16 November. 16.45 - 17.25 | Lounge

This talk examines business perspectives about the Ray Project from RISELab, hailed as a successor to Apache Spark. Ray is a simple-to-use open source library in Python or Java, which provides multiple patterns for distributed systems: mix and match as needed for a given business use case – without tight coupling of applications with underlying frameworks. Warning: this talk may change the way your organization approaches AI.

 

Nearly 15 years ago, the speaker served as a “soundboard” for ideas about a new kind of computing service model, subsequently known as cloud computing. What has changed in a decade and a half? To paraphrase the UC Berkeley RISELab, one of the fundamental changes underway circa 2020 is to: “Pay to execute a block of code, rather than pay for allocating resources on which to execute code.” That may sound simple, although as shown by the commercial success of services such as Snowflake, the business implications can be staggering.
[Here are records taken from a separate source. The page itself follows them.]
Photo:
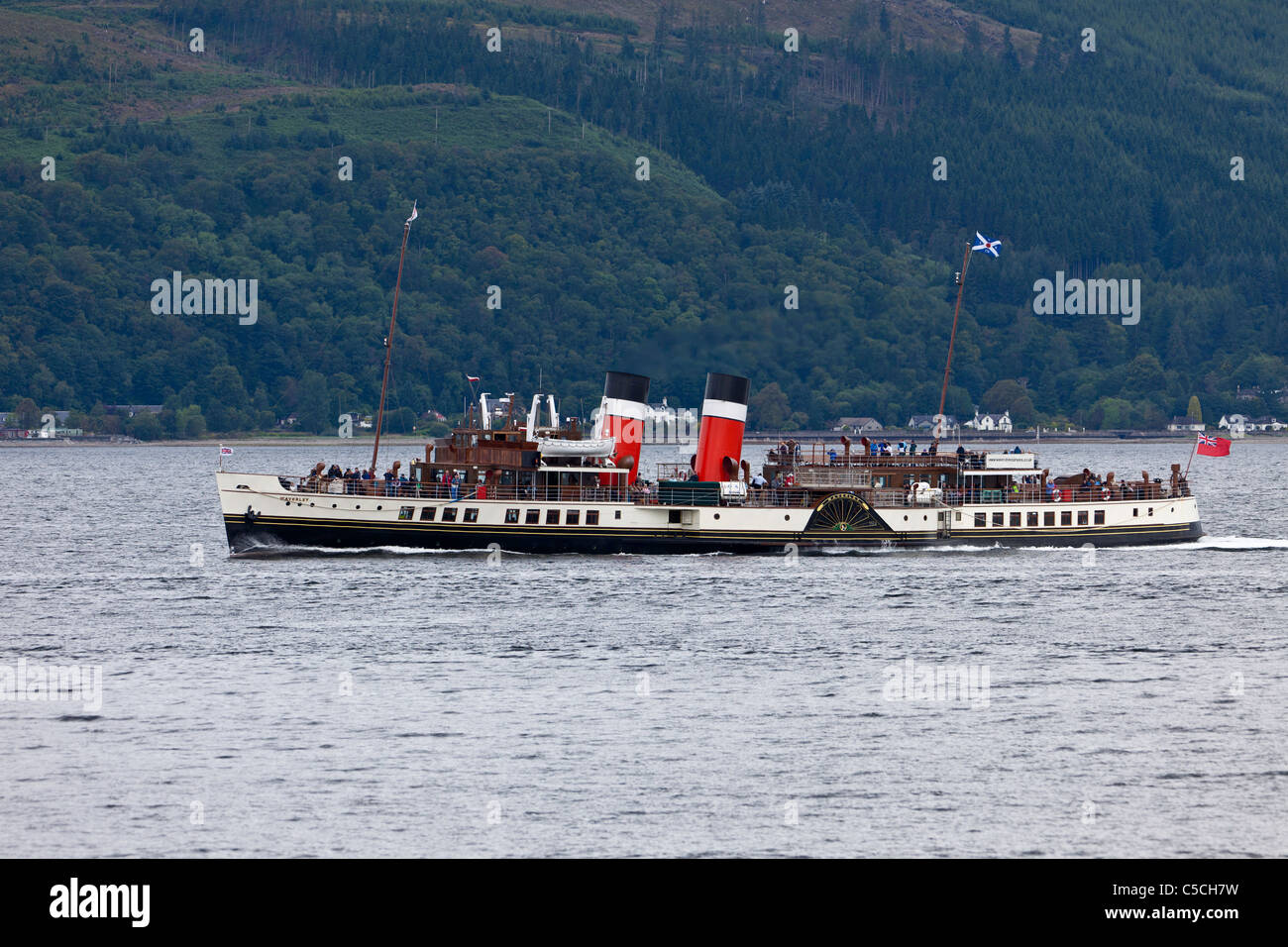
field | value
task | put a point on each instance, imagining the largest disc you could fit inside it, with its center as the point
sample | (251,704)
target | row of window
(511,515)
(1030,519)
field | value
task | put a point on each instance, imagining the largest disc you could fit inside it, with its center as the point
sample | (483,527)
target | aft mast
(990,247)
(389,342)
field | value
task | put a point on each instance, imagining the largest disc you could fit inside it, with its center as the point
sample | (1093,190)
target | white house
(927,423)
(857,425)
(1235,424)
(1001,423)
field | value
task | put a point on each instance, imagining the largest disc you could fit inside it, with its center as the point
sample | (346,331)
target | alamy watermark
(940,684)
(192,296)
(1087,298)
(53,684)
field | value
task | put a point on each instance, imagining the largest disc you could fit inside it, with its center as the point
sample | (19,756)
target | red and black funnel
(724,416)
(622,412)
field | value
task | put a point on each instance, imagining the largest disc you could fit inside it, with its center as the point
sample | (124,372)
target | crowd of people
(362,482)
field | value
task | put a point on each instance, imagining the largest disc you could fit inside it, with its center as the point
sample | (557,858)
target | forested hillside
(768,169)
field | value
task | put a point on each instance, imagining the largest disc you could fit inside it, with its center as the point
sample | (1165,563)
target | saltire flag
(987,245)
(1212,446)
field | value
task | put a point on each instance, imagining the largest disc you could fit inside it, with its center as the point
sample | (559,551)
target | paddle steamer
(545,487)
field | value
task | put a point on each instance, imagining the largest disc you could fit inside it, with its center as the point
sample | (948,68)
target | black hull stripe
(606,539)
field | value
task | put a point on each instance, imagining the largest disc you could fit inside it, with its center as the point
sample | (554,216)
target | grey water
(395,702)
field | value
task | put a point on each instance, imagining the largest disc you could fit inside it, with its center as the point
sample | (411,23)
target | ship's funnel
(621,416)
(724,416)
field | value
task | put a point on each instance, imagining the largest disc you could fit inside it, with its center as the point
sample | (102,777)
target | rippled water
(400,703)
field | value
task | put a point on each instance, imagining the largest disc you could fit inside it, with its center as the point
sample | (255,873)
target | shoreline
(759,440)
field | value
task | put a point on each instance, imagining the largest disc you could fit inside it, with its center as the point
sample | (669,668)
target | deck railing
(800,495)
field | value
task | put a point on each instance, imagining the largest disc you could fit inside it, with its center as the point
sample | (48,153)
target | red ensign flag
(1212,446)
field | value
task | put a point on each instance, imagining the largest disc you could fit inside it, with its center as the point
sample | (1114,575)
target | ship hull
(262,517)
(283,535)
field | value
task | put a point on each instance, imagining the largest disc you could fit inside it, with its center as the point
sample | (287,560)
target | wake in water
(265,551)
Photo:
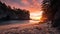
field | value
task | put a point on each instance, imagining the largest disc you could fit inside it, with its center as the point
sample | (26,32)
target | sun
(36,16)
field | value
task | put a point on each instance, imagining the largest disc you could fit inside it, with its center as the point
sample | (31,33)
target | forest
(7,13)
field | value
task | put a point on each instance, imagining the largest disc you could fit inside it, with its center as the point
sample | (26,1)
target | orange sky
(31,5)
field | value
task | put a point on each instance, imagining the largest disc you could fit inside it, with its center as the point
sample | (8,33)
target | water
(18,22)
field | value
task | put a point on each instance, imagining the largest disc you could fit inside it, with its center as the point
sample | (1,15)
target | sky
(31,5)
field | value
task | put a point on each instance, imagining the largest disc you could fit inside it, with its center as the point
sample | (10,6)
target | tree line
(7,13)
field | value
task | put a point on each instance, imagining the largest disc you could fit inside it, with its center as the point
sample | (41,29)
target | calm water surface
(18,22)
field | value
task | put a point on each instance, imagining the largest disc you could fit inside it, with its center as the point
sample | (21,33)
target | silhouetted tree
(52,10)
(7,13)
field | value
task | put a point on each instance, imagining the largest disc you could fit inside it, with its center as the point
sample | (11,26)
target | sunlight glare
(36,16)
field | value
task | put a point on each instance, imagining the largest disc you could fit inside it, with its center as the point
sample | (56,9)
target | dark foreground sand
(27,29)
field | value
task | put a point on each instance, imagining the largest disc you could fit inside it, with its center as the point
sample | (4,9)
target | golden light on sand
(36,16)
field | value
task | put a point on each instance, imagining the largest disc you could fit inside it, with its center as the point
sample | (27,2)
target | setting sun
(36,16)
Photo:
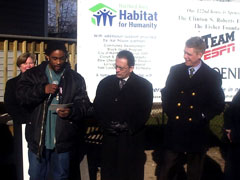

An important observation we’ll explore is that hardware is now evolving more rapidly than software, which in turn is evolving more rapidly than process. The economics of data analytics circa 2005 and the hardware used then – which shaped Big Data frameworks such as Hadoop, Spark, etc. – addressed the needs of ecommerce workloads such as log file aggregation at scale. Today, in a time of AI adoption, the most valuable IT workloads must address a new set of needs: differentiating gradients within the context of networked data. Hardware and software have both changed dramatically to address these new workloads, as seen by TensorFlow, PyTorch, etc. Process … not so much.

 

Ray supplies a much-needed control layer for distributing and optimizing workloads across hybrid architectures, while being mindful about the economics of computing. This concept – dubbed “infinite laptop” – is especially important for computing needs such as deep learning. It become even more crucial for the growing segments of AI technologies that require more sophisticated computing such as reinforcement learning, AutoML, and knowledge graph. Moreover, use of Ray fits into existing software engineering process more seamlessly than prior generations of distributed systems. We’ll draw from primary material by industry thought leaders such as Ion Stoica, David Patterson, Jeff Dean, Ben Lorica, and others to look at the architectural implications, as well as consider large use cases in business.